You grew up in postrevolutionary Ghana in a time of economic difficulty, when food was scarce and educational opportunities limited. You came to Swarthmore in 1985 on a full scholarship, immediately to thrive and soon to become an advocate of the Swarthmore liberal arts experience. You graduated in 1989 with a double major in economics and engineering.
After graduation, you joined a fledgling high-tech company on the West Coast called Microsoft; there you helped develop a remote access server that continues to be used in Windows today and earned a reputation for asking probing questions and for bringing difficult projects to completion.
But the birth of your son, in 1995, turned your thoughts toward education and, more particularly, to the idea of founding a college in Ghana. Compelled by that idea, you moved on from Microsoft to the Haas School of Business at the University of California, Berkeley, and, as your M.B.A. thesis there, designed a business plan for a nonprofit residential liberal arts college in Ghana that would educate new generations of African leadership.
You then embarked on a campaign to raise the $11 million required, to identify a board of trustees, to establish an appropriate facility, and to recruit an ideal faculty and administration.

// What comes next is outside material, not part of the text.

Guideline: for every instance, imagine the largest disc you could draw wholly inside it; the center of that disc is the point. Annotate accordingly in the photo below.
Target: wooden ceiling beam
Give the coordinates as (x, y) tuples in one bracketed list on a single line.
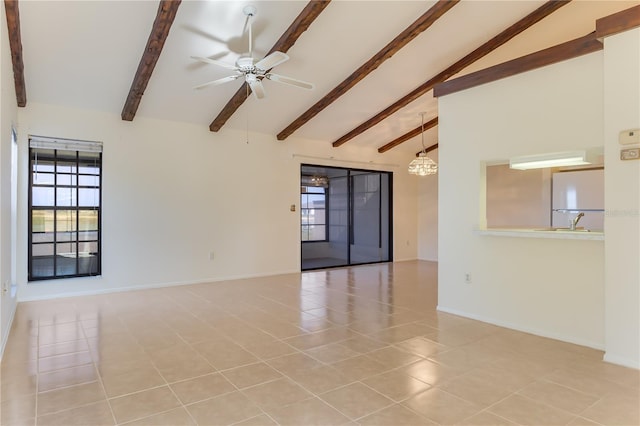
[(534, 17), (411, 32), (561, 52), (167, 10), (428, 149), (15, 44), (311, 11), (618, 22), (411, 134)]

In March 2002, Ashesi University College opened its doors in Accra, Ghana, to students from Ethiopia, Ghana, Ivory Coast, Liberia, Nigeria, and Sierra Leone. Awaiting those students was a liberal arts core curriculum, developed with the help of Swarthmore faculty, which includes a mandatory community outreach component and is complemented by preprofessional programs in computer science and business management. Today, with two years of experience, Ashesi has already established a secure foothold among recognized African institutions.

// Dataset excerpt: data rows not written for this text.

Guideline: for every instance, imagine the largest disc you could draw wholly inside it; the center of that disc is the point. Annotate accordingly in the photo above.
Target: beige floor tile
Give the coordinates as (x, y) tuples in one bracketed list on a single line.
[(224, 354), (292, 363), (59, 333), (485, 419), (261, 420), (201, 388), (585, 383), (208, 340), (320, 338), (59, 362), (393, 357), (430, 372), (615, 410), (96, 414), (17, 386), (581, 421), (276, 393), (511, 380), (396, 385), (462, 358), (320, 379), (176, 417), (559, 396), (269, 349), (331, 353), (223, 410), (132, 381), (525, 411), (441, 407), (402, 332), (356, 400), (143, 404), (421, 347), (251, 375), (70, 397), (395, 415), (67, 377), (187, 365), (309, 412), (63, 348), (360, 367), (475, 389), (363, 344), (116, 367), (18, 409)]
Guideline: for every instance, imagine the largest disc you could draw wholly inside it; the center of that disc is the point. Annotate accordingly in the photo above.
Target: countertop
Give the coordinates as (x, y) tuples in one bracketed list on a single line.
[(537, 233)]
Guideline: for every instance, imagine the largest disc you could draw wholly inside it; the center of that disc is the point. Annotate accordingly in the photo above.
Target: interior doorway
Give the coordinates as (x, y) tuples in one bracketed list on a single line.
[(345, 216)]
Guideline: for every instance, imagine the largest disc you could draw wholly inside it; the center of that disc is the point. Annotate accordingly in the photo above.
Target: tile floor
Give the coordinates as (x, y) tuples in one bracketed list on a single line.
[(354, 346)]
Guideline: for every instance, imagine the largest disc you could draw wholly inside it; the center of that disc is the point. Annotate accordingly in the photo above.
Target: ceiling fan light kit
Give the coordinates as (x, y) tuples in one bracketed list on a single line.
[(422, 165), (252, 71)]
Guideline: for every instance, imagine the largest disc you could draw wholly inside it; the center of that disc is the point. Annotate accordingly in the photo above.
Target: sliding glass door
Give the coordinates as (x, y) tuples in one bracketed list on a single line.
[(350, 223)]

You have given to your home continent an educational resource of rare quality and demonstrated the power of the liberal arts to serve other societies as significantly as they serve our own. And you have looked to the link between intellectual rigor and social responsibility modeled at your alma mater to ensure that Ashesi will also become a remarkable training ground for leaders of a more inclusive and generous world.
Patrick Awuah, we admire your vision, your determination and historic accomplishment; and we are very proud that their roots lie here.
Upon the recommendation of the faculty and by the power vested in me by the Board of Managers of Swarthmore College and the Commonwealth of Pennsylvania, I have the honor to bestow upon you the degree of doctor of laws.